In this way, and using various configurations of sky, ground and umbrella, the researchers have been able to simulate the real situation of people, who do not always remain lying down under sunshades, as they often tend to rise, sit or stand up.
Protection against skin cancer
Scientists believe that this study can help to gain a better understanding of the epidemiology of some skin cancers. An excess of ultraviolet radiation is not only related to the appearance of melanoma, it is also connected to sunburn, photoageing, many eye disorders -especially cataracts-, weakness of the immune system and DNA damage.
The earth's atmosphere is a natural barrier that reduces the harmful effects of UV rays, but experts recommend the use of others such as umbrellas, pieces of clothing, hats with a brim over 7cm, sunglasses with protection and sun creams.

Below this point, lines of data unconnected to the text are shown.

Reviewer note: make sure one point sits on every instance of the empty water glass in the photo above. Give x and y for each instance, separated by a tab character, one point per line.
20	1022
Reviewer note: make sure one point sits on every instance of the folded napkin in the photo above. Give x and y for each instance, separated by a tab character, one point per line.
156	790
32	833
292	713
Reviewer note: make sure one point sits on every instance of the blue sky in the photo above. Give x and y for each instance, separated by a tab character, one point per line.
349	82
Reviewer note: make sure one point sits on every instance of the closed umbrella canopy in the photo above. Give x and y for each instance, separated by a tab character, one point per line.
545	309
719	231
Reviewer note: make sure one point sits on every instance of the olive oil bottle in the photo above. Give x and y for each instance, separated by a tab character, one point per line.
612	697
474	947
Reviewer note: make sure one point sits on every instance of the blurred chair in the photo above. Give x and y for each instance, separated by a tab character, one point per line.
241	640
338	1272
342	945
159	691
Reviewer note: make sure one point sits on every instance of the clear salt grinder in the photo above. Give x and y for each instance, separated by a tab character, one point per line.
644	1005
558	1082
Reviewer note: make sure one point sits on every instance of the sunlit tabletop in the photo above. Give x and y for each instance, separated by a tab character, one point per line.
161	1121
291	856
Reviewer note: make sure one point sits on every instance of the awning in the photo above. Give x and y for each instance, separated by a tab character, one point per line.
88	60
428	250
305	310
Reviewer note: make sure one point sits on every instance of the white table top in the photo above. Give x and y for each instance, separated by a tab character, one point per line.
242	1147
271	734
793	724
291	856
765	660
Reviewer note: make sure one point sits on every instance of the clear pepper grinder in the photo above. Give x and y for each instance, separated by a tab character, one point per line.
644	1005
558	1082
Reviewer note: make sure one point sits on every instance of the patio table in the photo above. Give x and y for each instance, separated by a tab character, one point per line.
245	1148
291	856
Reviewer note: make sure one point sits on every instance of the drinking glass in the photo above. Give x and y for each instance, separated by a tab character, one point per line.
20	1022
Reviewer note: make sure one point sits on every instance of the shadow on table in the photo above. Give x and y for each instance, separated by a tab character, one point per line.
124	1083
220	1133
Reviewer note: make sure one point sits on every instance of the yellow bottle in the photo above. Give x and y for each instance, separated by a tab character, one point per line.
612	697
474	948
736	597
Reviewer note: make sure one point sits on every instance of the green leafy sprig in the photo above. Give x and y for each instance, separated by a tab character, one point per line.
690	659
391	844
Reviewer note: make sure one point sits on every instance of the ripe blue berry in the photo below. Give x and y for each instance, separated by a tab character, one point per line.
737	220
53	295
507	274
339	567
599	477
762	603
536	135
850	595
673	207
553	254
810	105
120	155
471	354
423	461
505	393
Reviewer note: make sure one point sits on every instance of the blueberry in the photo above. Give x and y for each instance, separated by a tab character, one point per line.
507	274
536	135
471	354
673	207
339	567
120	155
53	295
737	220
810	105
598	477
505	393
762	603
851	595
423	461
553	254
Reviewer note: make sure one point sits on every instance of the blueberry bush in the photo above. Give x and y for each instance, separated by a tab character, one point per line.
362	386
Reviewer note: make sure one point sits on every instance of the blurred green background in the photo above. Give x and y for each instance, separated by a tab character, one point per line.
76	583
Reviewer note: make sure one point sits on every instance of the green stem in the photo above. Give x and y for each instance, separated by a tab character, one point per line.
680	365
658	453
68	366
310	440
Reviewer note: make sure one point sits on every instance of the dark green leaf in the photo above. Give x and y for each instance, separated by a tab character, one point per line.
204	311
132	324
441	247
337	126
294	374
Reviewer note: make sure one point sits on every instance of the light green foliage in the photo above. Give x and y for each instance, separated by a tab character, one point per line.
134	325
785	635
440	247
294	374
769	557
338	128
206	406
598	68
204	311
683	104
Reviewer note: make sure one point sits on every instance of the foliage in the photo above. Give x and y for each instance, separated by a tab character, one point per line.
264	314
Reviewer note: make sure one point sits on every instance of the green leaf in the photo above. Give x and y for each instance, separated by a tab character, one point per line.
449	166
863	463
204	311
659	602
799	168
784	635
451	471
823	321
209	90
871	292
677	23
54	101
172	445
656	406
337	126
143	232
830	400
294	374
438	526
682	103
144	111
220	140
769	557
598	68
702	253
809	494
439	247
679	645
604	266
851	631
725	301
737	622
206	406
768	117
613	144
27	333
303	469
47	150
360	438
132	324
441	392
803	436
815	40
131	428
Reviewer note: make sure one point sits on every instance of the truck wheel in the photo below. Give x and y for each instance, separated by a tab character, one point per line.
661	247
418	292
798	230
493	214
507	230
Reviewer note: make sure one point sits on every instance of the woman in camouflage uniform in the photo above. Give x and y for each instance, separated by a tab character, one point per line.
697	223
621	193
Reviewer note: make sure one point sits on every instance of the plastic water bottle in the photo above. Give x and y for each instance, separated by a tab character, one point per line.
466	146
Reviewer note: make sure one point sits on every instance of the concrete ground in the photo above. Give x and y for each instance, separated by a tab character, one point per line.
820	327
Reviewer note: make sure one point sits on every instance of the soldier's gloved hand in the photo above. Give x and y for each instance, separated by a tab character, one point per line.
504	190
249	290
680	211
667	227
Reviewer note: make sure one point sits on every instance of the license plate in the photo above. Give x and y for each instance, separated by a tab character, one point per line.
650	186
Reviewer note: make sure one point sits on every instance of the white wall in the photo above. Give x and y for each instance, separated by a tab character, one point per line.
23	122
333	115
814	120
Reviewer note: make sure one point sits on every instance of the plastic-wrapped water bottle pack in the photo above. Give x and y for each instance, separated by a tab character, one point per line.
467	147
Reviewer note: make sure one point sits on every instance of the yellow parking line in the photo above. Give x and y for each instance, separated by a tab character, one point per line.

They also recommend reducing the exposure time and avoiding hours when the sun is at its highest (between midday and 4pm local time).
In any case, rational use of ultraviolet rays also has beneficial effects for human health, as they help to treat dermatological disorders and form vitamin D3. Some studies even highlight its properties for limiting hypertension and reducing the appearance of certain internal cancers, such as prostrate cancer.